Microsoft retrieves Project Natick from the North Sea
In the Spring of 2018, Microsoft embarked upon an unusual project. A division of engineers and scientists under the name of Project Natick, hauled a watertight shipping container out to sea, off the coast of Scotland’s Orkney Islands and dropped it to the bottom of the ocean.
Inside the sealed container: a state of the art micro data centre. Project Natick’s data centre has spent the past two years gathering barnacles and algae on the ocean floor for the past two years. Earlier this summer, Microsoft announced on Monday, it finally saw the sunlight again.

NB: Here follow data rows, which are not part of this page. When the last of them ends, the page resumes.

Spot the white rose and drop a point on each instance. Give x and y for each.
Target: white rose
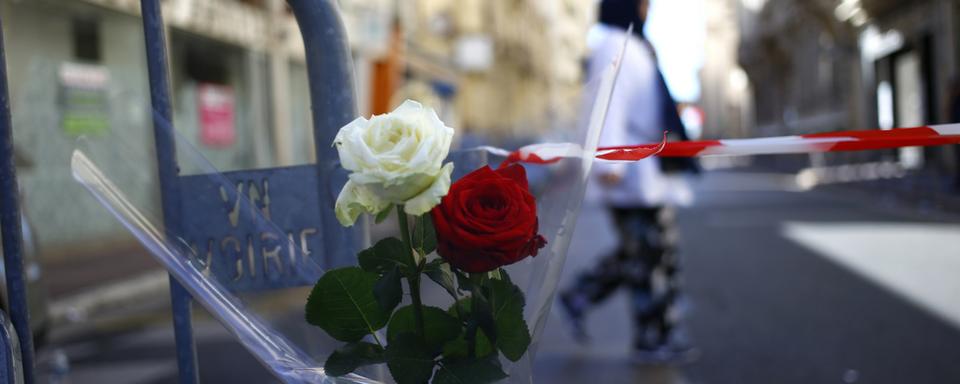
(396, 158)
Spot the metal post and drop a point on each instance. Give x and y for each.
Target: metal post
(11, 231)
(333, 105)
(165, 143)
(11, 363)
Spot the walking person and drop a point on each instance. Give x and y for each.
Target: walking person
(639, 196)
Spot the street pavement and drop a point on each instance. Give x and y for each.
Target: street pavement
(783, 285)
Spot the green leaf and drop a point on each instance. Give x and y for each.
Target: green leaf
(383, 215)
(459, 347)
(342, 304)
(463, 281)
(424, 235)
(482, 319)
(388, 290)
(349, 357)
(440, 272)
(387, 254)
(439, 327)
(475, 371)
(410, 361)
(506, 305)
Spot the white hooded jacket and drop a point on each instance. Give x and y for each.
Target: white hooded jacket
(633, 118)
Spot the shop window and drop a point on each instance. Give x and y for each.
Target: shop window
(86, 40)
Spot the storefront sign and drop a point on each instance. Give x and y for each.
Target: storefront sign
(215, 106)
(84, 99)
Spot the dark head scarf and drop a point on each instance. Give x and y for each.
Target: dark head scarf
(622, 13)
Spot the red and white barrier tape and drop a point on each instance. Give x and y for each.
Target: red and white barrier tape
(822, 142)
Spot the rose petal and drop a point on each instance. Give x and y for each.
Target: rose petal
(355, 199)
(431, 197)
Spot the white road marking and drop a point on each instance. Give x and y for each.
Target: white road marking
(917, 261)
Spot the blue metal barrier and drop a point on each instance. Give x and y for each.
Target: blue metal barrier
(12, 240)
(299, 197)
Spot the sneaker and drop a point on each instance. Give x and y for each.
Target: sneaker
(678, 354)
(574, 318)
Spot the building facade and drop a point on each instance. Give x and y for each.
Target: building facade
(827, 65)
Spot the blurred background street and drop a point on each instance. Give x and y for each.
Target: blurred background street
(820, 268)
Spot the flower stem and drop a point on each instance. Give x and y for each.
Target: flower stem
(413, 280)
(474, 315)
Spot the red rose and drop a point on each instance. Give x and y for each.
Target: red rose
(488, 220)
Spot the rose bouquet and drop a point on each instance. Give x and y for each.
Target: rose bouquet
(457, 236)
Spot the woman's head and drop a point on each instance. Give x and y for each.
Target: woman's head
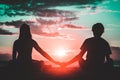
(98, 29)
(25, 32)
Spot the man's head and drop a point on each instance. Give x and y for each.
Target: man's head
(98, 29)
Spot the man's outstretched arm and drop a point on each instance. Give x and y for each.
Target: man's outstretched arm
(76, 58)
(43, 53)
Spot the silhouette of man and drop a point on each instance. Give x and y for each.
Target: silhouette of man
(22, 48)
(97, 49)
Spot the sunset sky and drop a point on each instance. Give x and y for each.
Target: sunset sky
(59, 26)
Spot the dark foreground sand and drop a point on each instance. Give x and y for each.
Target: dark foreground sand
(12, 72)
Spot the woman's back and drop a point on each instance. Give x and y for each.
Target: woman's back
(24, 49)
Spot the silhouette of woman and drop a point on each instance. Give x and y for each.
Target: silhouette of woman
(22, 48)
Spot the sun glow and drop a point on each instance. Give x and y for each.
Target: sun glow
(60, 53)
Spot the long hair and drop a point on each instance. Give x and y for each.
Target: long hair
(98, 29)
(25, 32)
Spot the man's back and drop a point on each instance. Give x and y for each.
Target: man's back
(96, 49)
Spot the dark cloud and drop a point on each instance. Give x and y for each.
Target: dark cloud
(13, 23)
(5, 32)
(28, 7)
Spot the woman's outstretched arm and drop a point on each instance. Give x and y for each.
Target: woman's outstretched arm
(76, 58)
(43, 53)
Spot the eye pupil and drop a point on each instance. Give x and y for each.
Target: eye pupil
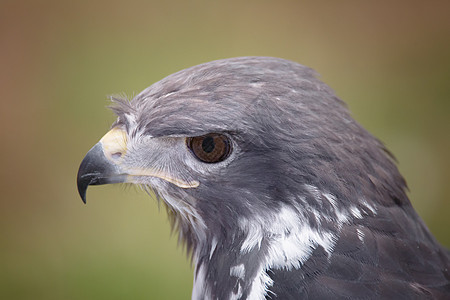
(208, 144)
(210, 148)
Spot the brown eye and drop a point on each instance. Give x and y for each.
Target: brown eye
(210, 148)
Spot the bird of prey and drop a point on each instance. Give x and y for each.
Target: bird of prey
(277, 192)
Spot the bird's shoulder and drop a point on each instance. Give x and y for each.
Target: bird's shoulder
(373, 258)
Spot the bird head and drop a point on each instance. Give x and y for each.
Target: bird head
(239, 139)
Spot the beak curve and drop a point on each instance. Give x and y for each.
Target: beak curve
(96, 168)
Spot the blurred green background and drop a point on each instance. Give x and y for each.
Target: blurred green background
(59, 60)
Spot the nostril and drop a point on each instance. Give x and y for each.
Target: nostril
(116, 155)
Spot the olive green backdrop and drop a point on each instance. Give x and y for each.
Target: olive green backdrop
(59, 60)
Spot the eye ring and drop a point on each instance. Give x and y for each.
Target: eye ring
(210, 148)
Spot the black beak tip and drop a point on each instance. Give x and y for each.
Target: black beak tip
(82, 185)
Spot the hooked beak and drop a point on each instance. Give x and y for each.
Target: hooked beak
(101, 163)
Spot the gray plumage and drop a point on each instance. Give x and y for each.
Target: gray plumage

Image by Jonathan Banks, courtesy of Microsoft Corporation
The retrieval marks the final stage in a project to prove the feasibility of underwater data centres. The results, Microsoft reveals, prove that the concept of underwater data centres is not only feasible, but logistically, environmentally and economically practical.

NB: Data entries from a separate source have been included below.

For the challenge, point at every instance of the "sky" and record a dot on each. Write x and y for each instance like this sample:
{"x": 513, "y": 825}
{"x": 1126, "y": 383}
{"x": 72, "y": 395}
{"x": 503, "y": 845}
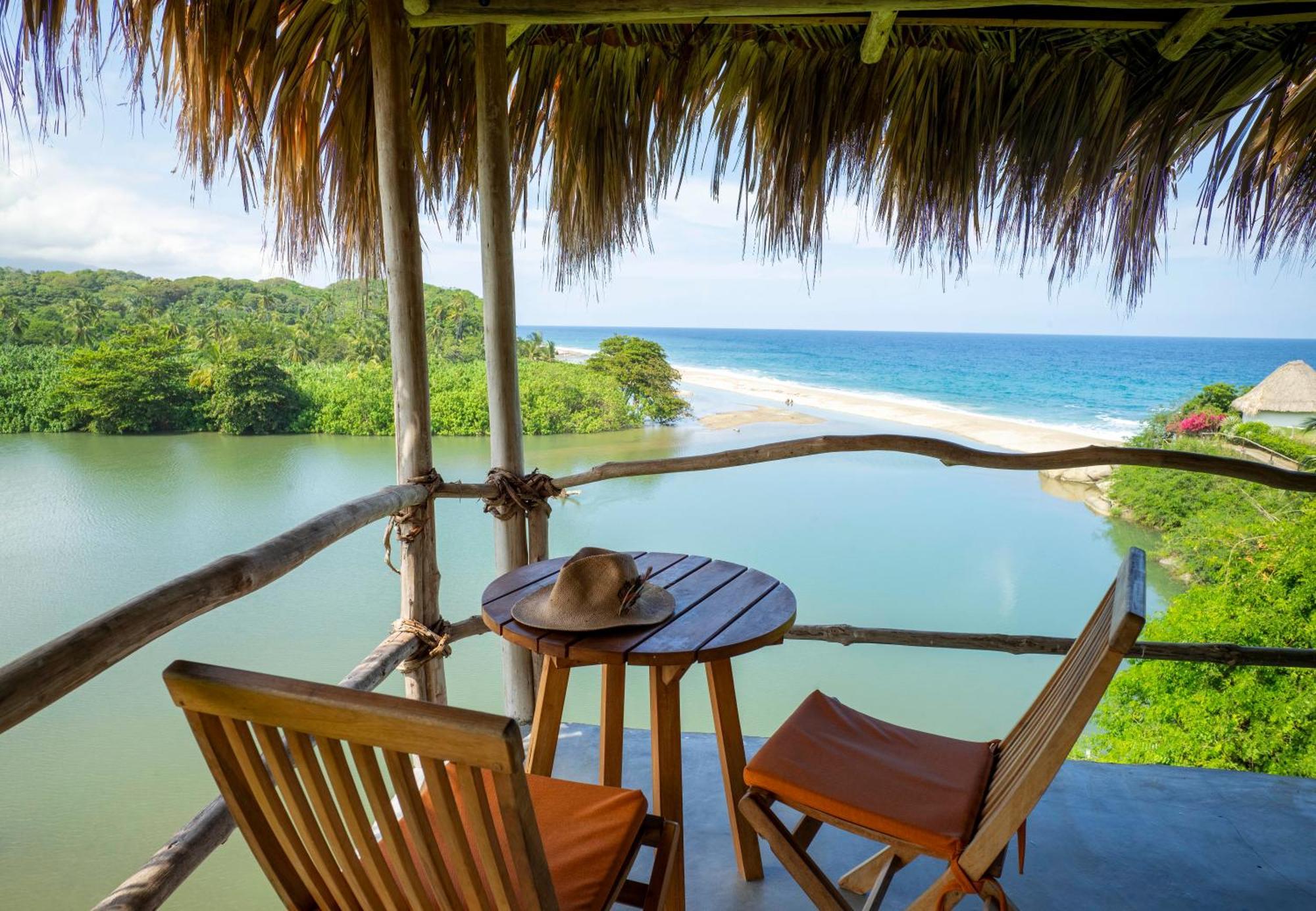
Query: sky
{"x": 109, "y": 193}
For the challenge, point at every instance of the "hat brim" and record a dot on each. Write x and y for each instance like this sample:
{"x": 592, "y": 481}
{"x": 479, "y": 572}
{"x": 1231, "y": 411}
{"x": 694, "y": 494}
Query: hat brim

“We are populating the globe with edge devices, large and small,” said William Chappell, vice president of mission systems for Azure. “To learn how to make data centres reliable enough not to need human touch is a dream of ours.”
More than 50% of the world’s population lives within 120 miles of the coast. The ability to place data centres underwater in coastal regions would ensure increased local connectivity. The ocean floor is also a consistent and cheap source of empty real estate, at a time when land prices are spiking around the world.
Most importantly, however, the consistently low temperatures under the sea would allow underwater data centres to take energy efficient cooling to a new level. Microsoft notes that such facilities could “leverage heat-exchange plumbing such as that found on submarines.”
“We are now at the point of trying to harness what we have done as opposed to feeling the need to go and prove out some more,” Cutler added. “We have done what we need to do. Natick is a key building block for the company to use if it is appropriate.”
It's undetermined how Microsoft will use this newly proven technology, but the company has said that the next step in its adoption depends on the potential to scale up underwater data centres, with the eventual goal of supporting the full suite of Microsoft Azure cloud services using a network of containers the size of the Orkney facility.
“As we are moving from generic cloud computing to cloud and edge computing, we are seeing more and more need to have smaller datacenters located closer to customers instead of these large warehouse datacenters out in the middle of nowhere,” said Spencer Fowers, a principal member of technical staff for Microsoft’s Special Projects research group.